1 pound of dough, enough for two dessert recipes
This soft dough is a pleasure to knead on the table. You could mix it in a food processor, but since it only requires 3 or 4 minutes of kneading, and feels so good, I prefer to do it by hand
- 2 1/2 cups all-purpose flour
- 1/2 teaspoon salt
- 3 tablespoons olive oil
- 10 tablespoons water (1/2 cup + 2 tablespoons) or more
Toss together the flour and salt together in a mixing bowl. Drizzle the oil all over the flour and mix it in, then gradually add the water, in splashes, all the while tossing with the fork. When all the water is incorporated, mix vigorously to bring the dough together. Add more water if the dough seems dry or won’t come together.
Scrape the dough onto the work surface and knead with your hands until the clumps have disappeared and the dough is smooth and elastic, three minutes or more.
Press the dough into a disk, wrap well in plastic wrap, and refrigerate for at least 2 hours or overnight. Let very cold dough sit at room temperature briefly before rolling. Strudel dough can also be frozen for several months.
Rolling and Stretching the Strudel Dough:
You may have heard that strudel dough should be so thin you can read the newspaper through it. That sounds difficult but wait until you work with this dough: it is elastic and strong but quite cooperative, so it is surprisingly easy to extend it to any size and shape you want. Use the basic techniques of rolling and stretching, given below, to make either a large dough circle for the Ricotta Cheesecake or a rectangle for the Autumn Strudel. In fact, your dough may stretch so readily that it will end up thinner than you need, so don’t keep going until you can read the newspaper: use a ruler or yardstick and follow the measurements in the recipes.
Begin by rolling the dough: Work on a large, preferably wooden, surface, with at least a yard of clear space. Chilled dough should warm up briefly at room temperature; lightly dust the surface with flour. Press the dough flat with your hands and begin rolling it out from the center: for a circle, roll from the center out in several directions; to start forming a rectangle, roll in one direction and then at a right angle.
Turn the dough: As soon as the dough has started to stretch, pick it up and turn it over. Roll to extend it several more inches (for either shape), then turn it over again. Dust the work surface with flour, if necessary, each time you flip the dough over.
Stretch the dough on the board: When it’s about 18-inches (in any direction), the dough is thin enough to start stretching by hand. The easiest way is to do this on the table: lay one hand flat on the dough, near an edge, pressing only lightly and with the other hand grasp the edge and tug it outward to stretch. To enlarge a circle, tug evenly all around. To maintain a rectangular shape, tug the sides and corners of your rectangle. As the dough sheet gets larger, and will stay in place, grasp the edge of the dough with both hands and tug it gently outward. Enlarge the circle evenly all around in this manner.

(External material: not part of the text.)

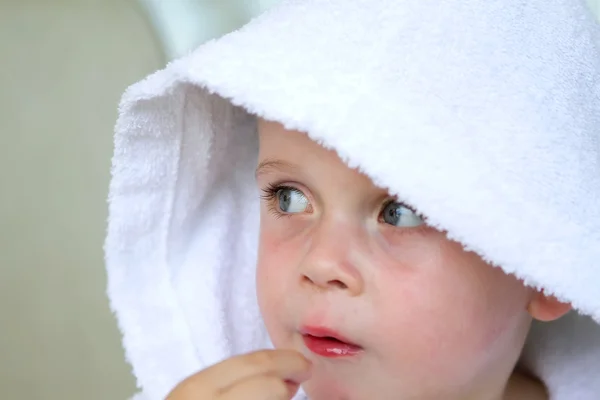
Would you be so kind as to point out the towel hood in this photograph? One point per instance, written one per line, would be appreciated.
(494, 107)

Stretch the dough while holding it up in the air: This is a slightly more difficult stretch, but faster and more fun! Slide your hands under the dough, palms down, and lift the edge off the work surface. Cup your hands and turn your fingers toward each other, so the edge of the dough is supported by your wrists and extended fingers. Raise the dough completely off the table, letting it hang from your hands so its own weight stretches it, as one does when making a pizza. Carefully move your hands apart to stretch the thicker dough along the edge; gradually shift the dough along your hands to enlarge it evenly.
To stretch a circle in the air, keep shifting the dough on your wrists and hands, stretching it on all sides (360 degrees). To stretch a rectangle, pick up the dough and stretch it along one side, lay it down and pick it up with your hands under another of the 4 sides. Stretch the corners when the sheet is on the work board.
Stretch the dough with gravity: A traditional trick. Pick up the dough sheet—or pull it gently toward you on the work surface—and position it so 1/3 or a bit more of the dough is flat on the edge of the table and the other 2/3 is hanging toward the floor. The friction of the surface should hold the dough in place while gravity stretches the hanging portion down—don’t let go until you are confident it won’t all slide off. After a couple of minutes, lift and reverse the dough so the other edge stretches downward. (When I was little, my grandmother would leave the dough hanging down while she did other work in the kitchen.)
Mending the dough: Strudel dough may get small tears in it during stretching, but they are easily repaired. When the sheet is the size you want, lay all of it flat on the work table and pinch the edges of the holes together, then gently pat or roll them smooth.